しかし、限界を超えた競争相手はIntelとAMDだけではありません。もう一つの「プレイヤー」として挙げられるのはQualcommです。長年スマートフォンやタブレット向けのチップ製造分野に注力してきたQualcommは、徐々にモバイル性の高いノートパソコン向けのチップ製造ラインへと事業を拡大してきました。2019年12月、新型コロナウイルス感染症のパンデミック発生前のハワイ(米国)で、Qualcommはノートパソコン向けに7nmプロセスを採用したSnapdragon 8cプラットフォームを発表しました。2022年11月には、同じくハワイで、わずか5nmプロセスを採用したノートパソコン向けの第3世代Snapdragon 8cxプラットフォームを発表しました。そして直近では、2023年末にSnapdragon 8cxの「弟分」となるSnapdragon X Liteが、わずか4nmプロセスで発表されました。

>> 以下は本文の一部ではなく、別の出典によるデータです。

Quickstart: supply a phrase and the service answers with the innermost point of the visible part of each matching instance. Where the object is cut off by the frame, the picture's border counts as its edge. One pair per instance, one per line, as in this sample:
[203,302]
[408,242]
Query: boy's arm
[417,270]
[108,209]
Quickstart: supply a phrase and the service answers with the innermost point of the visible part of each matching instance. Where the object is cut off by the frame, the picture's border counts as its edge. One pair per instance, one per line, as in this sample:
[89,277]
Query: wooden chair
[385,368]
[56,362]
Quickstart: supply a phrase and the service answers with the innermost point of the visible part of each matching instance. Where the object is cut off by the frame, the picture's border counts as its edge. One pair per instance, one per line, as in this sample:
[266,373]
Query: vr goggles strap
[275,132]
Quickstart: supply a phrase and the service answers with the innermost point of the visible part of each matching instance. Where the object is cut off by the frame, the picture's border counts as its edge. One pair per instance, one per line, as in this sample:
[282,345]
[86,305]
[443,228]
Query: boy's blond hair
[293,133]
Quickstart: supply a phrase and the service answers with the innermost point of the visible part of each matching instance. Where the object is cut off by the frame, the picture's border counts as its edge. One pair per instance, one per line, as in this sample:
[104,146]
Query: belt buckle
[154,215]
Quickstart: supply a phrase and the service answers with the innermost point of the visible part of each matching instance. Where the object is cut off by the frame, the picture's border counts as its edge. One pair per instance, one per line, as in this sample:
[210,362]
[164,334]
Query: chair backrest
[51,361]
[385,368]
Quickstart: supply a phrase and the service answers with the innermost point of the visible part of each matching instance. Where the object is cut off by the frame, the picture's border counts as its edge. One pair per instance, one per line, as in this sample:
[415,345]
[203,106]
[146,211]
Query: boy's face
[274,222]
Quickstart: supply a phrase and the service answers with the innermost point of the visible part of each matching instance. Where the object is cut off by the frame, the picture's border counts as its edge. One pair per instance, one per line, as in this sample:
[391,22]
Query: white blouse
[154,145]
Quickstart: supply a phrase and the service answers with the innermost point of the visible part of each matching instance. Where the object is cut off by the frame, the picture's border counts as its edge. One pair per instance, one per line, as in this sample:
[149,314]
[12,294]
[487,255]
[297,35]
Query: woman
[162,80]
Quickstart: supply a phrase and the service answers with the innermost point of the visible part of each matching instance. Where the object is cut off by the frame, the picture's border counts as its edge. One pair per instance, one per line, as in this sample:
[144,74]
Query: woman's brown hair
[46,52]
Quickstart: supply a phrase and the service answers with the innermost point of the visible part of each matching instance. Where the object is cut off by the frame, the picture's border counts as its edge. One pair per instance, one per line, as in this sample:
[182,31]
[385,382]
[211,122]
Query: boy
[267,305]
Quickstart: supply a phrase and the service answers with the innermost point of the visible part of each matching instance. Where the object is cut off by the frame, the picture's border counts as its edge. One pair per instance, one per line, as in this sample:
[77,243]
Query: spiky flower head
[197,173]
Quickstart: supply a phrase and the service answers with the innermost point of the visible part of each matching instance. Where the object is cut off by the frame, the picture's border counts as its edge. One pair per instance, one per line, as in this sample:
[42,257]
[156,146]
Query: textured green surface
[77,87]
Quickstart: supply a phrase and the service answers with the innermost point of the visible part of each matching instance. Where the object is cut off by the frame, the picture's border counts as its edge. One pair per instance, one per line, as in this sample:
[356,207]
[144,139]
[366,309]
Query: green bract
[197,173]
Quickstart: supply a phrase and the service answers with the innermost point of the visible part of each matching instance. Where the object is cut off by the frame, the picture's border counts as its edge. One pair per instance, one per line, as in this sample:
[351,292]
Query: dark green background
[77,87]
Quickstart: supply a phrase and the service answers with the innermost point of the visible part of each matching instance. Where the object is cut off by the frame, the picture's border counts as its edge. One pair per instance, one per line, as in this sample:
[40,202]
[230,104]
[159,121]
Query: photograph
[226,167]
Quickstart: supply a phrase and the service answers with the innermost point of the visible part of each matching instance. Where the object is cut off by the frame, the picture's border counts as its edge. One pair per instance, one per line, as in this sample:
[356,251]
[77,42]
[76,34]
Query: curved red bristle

AIブームはそれだけにとどまらず、AMDのベテランでスタンフォード大学出身のジェンセン・フアン氏が共同設立したNVIDIAにもチャンスをもたらした。2022年9月、NVIDIAは3万ドル(7億ベトナムドン以上)を超える価格のH100グラフィック・プロセッシング・ユニット(GPU)を発表した。企業が経費削減に追われる中、価格が高騰していたにもかかわらず、ChatGPTが世界的に爆発的に普及した際にH100がAI開発の需要を満たしたことで、NVIDIAは予想外に大きな成功を収めた。2023年第3四半期だけで、NVIDIAは50万台以上のH100 GPUを販売した。NVIDIAの時価総額は1兆ドルを超え、NVIDIAはMicrosoftと提携して、ARMアーキテクチャに基づくノートパソコン向けCPUも製造した。
製品競争だけでなく、億万長者のジェンセン・フアンは「フアンの法則」を提唱しました。これによれば、半導体チップの性能は5年後には25倍に向上する一方、ムーアの法則では同期間における向上率は約10倍にとどまります。これは、シリコノミー時代の覇権争いに新たな限界を開くと考えられています。